It is something that you may've come across in other countries whereby a couple living together have the same rights as man and wife i.e. 50% split etc. Here's a bit of a brief on the way in which it worked in Scotland up until 1939.
https://www.scotlandspeople.gov.uk/article/irregular-marriage-and-kirk-session-scotlandCheers
Corey
Edit: in case the link breaks down the line:
"Introduction
“The law of Scotland as to marriage was this – it adopted the principle that consent alone made marriage… The law of Scotland did not require the presence of a priest, nor the intervention of any religious ceremony. The law of Scotland considered marriage to be a civil contract, but it did not provide any particular mode by which that contract was to be proved” – Hansard, discussion on bill, Registration of Births and Marriages (Scotland) Bill August 1848.
The recent release of National Records of Scotland’s (NRS) kirk session minutes on ScotlandsPeople, affords the chance to examine these forms of marriage, the impact it could have on people’s lives and how it was recorded by the Church of Scotland.
The laws of marriage were quite different in England and Scotland. In Scotland, marriage was based on the principles of mutual consent and both ‘regular’ and ‘irregular’ marriages were recognised by law. Regular marriages were those performed by the clergy after the publication of banns. There were three forms of irregular marriage in Scotland:
1. Per verba de praesenti – A present exchange of consent by words by both parties to be married, privately or informally given, to be man and wife. Ideally this exchange would be performed in front of witnesses; a marriage contract without was still legal but much more difficult to prove.

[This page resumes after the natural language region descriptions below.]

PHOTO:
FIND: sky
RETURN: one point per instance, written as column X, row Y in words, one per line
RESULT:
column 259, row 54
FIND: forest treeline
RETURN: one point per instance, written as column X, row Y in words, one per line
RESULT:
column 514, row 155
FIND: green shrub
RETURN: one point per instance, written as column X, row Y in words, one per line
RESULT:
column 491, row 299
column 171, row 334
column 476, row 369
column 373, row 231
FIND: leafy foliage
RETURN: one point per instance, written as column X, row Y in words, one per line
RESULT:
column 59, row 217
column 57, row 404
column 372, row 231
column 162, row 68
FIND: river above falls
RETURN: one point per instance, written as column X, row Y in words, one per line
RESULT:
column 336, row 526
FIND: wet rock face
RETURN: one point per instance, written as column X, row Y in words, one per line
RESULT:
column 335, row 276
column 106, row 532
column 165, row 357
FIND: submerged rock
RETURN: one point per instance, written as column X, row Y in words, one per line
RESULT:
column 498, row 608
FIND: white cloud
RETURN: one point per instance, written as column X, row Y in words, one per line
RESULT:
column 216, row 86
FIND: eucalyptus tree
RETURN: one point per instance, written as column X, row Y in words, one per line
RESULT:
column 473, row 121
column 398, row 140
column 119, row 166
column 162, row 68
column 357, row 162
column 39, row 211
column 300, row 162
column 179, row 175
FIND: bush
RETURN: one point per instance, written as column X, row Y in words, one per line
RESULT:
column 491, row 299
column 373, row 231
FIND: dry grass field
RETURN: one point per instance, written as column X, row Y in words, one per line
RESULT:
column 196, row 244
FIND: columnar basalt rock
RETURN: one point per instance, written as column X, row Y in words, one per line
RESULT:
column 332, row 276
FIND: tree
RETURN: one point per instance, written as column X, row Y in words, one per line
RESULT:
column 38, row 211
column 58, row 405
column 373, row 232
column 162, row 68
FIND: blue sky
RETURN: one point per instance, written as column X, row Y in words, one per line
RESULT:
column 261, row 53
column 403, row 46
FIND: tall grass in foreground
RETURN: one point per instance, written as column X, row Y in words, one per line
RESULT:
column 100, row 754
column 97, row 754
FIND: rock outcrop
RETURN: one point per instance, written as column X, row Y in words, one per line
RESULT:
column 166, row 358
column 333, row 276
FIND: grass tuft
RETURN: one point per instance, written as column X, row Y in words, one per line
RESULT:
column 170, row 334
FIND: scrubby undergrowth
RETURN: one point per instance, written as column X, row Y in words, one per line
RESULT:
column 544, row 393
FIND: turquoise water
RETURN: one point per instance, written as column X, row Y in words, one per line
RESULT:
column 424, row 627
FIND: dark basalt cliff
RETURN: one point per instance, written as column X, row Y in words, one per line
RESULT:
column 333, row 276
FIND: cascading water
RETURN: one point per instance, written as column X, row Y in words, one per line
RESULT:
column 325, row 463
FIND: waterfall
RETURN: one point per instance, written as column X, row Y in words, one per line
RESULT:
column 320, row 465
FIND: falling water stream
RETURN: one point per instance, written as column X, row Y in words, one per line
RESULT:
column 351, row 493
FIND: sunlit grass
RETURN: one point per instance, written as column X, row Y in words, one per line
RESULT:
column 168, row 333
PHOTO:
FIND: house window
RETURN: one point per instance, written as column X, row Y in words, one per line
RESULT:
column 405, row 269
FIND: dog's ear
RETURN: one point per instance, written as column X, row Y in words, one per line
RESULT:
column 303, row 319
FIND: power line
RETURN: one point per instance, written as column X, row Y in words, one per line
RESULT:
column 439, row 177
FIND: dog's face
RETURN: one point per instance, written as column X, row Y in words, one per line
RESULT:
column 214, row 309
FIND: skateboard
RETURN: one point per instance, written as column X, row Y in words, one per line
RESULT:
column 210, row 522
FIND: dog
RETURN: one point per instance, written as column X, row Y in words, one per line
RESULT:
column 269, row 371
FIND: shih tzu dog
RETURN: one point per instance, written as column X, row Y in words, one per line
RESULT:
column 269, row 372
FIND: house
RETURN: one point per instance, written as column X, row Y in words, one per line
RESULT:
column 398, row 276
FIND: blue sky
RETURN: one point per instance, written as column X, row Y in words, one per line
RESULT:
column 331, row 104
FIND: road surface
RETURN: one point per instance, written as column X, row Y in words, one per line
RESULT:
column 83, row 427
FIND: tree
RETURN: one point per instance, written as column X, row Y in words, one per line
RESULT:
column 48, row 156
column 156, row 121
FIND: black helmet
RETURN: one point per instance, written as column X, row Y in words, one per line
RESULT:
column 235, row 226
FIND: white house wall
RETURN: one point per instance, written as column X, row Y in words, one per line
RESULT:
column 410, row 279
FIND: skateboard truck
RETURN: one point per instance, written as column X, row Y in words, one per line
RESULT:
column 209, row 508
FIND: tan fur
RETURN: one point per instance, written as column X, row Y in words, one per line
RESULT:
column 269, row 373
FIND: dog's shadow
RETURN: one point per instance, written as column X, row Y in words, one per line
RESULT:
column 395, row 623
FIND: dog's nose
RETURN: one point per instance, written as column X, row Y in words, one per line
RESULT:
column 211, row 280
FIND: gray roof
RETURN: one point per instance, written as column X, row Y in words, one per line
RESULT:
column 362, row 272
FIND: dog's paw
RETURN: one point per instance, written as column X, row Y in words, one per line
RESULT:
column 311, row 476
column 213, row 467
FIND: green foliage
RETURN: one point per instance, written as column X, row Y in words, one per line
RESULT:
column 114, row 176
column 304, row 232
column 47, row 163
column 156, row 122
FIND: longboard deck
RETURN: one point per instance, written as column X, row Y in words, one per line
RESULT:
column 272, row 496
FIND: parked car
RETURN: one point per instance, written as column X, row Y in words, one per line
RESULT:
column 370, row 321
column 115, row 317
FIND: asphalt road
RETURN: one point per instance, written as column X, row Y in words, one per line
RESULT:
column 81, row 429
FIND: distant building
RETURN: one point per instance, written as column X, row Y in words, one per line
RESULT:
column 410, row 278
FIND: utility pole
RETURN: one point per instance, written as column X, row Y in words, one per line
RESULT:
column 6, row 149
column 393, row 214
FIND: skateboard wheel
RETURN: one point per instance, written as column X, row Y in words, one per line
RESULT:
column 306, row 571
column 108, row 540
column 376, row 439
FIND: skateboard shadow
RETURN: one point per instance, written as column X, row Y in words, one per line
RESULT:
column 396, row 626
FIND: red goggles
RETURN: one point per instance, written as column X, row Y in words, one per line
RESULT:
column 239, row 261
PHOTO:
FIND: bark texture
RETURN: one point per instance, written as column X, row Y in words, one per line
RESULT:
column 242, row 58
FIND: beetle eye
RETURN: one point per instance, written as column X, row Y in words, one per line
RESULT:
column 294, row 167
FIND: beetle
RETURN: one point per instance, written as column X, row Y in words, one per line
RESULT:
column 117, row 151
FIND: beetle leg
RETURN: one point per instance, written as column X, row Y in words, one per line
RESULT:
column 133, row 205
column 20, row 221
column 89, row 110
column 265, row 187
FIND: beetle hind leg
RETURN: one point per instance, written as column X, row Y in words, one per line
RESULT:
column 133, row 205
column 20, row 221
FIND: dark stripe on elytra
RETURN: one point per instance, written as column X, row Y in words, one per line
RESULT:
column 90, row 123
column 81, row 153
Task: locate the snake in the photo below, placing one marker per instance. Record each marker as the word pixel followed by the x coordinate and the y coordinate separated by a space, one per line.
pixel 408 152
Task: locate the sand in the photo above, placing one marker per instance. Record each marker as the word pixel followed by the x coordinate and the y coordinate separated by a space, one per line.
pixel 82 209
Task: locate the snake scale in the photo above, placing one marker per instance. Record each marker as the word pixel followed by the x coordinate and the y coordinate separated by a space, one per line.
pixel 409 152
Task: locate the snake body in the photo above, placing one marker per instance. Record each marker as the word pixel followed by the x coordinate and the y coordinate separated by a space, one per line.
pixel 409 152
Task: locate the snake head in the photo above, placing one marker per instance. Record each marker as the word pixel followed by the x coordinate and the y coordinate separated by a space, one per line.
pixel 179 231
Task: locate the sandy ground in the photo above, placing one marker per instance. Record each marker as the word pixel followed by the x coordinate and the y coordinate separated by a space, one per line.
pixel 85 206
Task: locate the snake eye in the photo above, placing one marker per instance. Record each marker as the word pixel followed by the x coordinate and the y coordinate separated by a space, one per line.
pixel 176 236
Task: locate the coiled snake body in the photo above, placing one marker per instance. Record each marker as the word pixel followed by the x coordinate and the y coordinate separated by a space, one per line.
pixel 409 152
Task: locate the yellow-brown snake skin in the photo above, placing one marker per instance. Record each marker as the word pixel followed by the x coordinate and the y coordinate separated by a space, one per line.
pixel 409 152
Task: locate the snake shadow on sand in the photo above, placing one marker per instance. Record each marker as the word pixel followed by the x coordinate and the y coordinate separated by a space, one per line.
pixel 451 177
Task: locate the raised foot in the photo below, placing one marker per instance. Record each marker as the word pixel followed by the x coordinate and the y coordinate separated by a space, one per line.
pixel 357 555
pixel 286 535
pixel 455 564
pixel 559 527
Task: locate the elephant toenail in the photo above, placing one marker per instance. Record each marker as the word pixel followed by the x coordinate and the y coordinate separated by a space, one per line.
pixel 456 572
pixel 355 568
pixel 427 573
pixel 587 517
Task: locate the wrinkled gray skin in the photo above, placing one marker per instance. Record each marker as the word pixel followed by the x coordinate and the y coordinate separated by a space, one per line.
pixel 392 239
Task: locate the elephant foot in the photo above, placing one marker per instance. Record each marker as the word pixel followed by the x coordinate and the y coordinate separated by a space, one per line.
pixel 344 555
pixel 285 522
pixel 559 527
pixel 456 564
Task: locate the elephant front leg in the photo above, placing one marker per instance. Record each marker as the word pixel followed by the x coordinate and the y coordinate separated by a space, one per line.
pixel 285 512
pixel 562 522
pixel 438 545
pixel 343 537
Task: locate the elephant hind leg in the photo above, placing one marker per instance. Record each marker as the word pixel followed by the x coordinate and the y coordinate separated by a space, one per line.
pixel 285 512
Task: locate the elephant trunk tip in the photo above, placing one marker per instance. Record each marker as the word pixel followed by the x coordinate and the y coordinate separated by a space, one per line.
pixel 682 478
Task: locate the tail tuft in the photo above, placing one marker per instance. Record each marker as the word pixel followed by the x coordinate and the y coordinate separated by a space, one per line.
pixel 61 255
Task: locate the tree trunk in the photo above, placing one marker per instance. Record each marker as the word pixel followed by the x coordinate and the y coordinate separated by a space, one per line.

2. Per verba de futuro subsequente copula – A promise of future marriage without a present exchange of consent, ‘followed at a subsequent time by carnal intercourse’.
3. Marriage by cohabitation with habit and repute. Generally this meant a couple living together and publicly behaving as though they are man and wife. This could include being affectionate, and referring to each other as ‘husband’ and ‘wife’. Also known as a ‘common law’ marriage, this was not so much a form of marriage, but a separate type of evidence which could be used to establish that a marriage had taken place. If a couple had lived and presented themselves as married for an extended period of time, there was a presumption that there had been a previous exchange of consent.
Irregular marriages remained valid until 1939 because the Scots held to the simple doctrine that any two unmarried people of lawful age (until 1929 12 for a girl, 14 for a boy) that wished to get married, if they were physically capable and not within the prohibited degrees of kinship, ‘and they both freely expressed this wish and freely accepted each other in marriage, then they were married’ (T. C. Smout). Consent made the marriage, not the clergy nor the civil official, and there were no restrictions on where and when the marriage might take place, nor a requirement that witnesses be present to prove its validity."